Roma.-Se prevé que el verano de 2026 sea uno de los más calurosos de la historia, desafiando el récord histórico de 2003: si bien los datos definitivos no estarán disponibles hasta el final de la temporada, las anomalías de temperatura actuales son muy similares a las de 2003 en muchas zonas de la península y podrían superarlas.
Una vez que pase el intenso calor, que persistirá al menos hasta mediados de agosto, cabe esperar fuertes lluvias debido al calentamiento del Mediterráneo.
Lorenzo Giovannini, físico atmosférico de la Universidad de Trento, nos ofrece una visión de la situación.
«Lo que era excepcional hace 20 años, lamentablemente, se está convirtiendo en la normalidad», dijo a ANSA Giovannini.
El experto agregó que 2003 «fue un acontecimiento fuera de escala no solo en Italia, sino también en Francia, y en estos años en varias ocasiones nos hemos acercado a esos récords. En este 2026, aunque todavía no ha terminado, podríamos superarlos.
El problema es que llegarán otros récords aún peores; lo que estamos viviendo ahora parece convertirse en la nueva norma».
Mientras que en 2003 el calor extremo llamó la atención por su carácter excepcional, el cambio climático de los últimos años ha convertido estas olas de calor en un fenómeno recurrente que se repite casi todos los años
Particularmente afectado de manera anómala está el norte de Italia, donde la persistencia de las altas temperaturas está reescribiendo la historia climática local. En el valle del Adigio, por ejemplo, los días con temperaturas superiores a los 35 grados ya superaron la decena y, en algunos casos, pasaron de los 15, un dato que tiempo atrás habría sido impensable para las regiones alpinas.

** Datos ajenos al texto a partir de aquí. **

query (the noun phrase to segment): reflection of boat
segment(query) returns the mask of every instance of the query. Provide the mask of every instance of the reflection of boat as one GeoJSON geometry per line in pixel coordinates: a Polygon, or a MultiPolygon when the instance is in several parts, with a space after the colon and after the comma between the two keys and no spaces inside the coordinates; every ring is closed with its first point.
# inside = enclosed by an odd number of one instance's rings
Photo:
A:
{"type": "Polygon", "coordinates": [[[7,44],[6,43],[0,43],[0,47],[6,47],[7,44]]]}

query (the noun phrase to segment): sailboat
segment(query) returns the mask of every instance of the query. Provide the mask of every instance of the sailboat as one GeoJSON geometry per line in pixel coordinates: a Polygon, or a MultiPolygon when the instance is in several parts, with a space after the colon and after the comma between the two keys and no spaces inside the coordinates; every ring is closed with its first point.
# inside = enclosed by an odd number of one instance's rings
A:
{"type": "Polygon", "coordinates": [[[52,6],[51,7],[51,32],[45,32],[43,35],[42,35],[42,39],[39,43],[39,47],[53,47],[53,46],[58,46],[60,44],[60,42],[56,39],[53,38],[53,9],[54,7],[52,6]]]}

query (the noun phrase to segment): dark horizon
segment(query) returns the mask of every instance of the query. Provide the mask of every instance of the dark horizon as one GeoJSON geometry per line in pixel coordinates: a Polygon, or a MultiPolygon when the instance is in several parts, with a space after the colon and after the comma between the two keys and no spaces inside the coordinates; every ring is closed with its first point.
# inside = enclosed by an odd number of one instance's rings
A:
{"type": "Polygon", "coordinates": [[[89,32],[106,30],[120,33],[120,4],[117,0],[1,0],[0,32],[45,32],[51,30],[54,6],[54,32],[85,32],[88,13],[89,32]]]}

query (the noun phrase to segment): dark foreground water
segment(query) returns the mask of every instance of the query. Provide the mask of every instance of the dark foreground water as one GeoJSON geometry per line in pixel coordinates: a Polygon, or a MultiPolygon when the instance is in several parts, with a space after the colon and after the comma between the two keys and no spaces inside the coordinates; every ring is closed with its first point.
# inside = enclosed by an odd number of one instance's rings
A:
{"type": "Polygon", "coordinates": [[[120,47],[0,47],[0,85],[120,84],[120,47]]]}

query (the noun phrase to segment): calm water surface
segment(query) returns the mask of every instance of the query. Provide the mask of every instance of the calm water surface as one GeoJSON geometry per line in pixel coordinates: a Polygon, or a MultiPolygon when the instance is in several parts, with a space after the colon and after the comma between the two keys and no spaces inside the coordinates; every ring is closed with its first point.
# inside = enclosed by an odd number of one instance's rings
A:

Aún más preocupante es el fenómeno de las «noches tropicales», cuando la temperatura mínima no baja de los 20 grados e impide que los edificios se enfríen. En localidades como Chioggia, sobre la costa del Véneto, se registraron temperaturas mínimas cercanas a los 30 grados, valores propios de las máximas diurnas.
Todo este calor también genera preocupación de cara al futuro inmediato, ya que el Mediterráneo se ha transformado en un inmenso reservorio de energía que acumula calor durante todo el verano.
«Cuando lleguen las primeras masas de aire frío de contraste hacia el otoño, toda la energía acumulada podría manifestarse en forma de fenómenos meteorológicos particularmente violentos, como tormentas y lluvias torrenciales», explicó Giovannini.
En los próximos días se prevé un breve intervalo, especialmente en los Alpes centro-orientales, donde podrían registrarse tormentas localizadas, incluso de fuerte intensidad, aunque será un fenómeno breve y limitado. Las proyecciones hasta Ferragosto indican un retorno contundente del anticiclón africano sobre toda Italia.
Lo que más preocupa son las perspectivas a largo plazo, con olas de calor destinadas a ser cada vez más intensas y duraderas. «Incluso podría ocurrir —concluyó el experto— que este sea el verano más fresco de los próximos 30 años».AnsaLatina.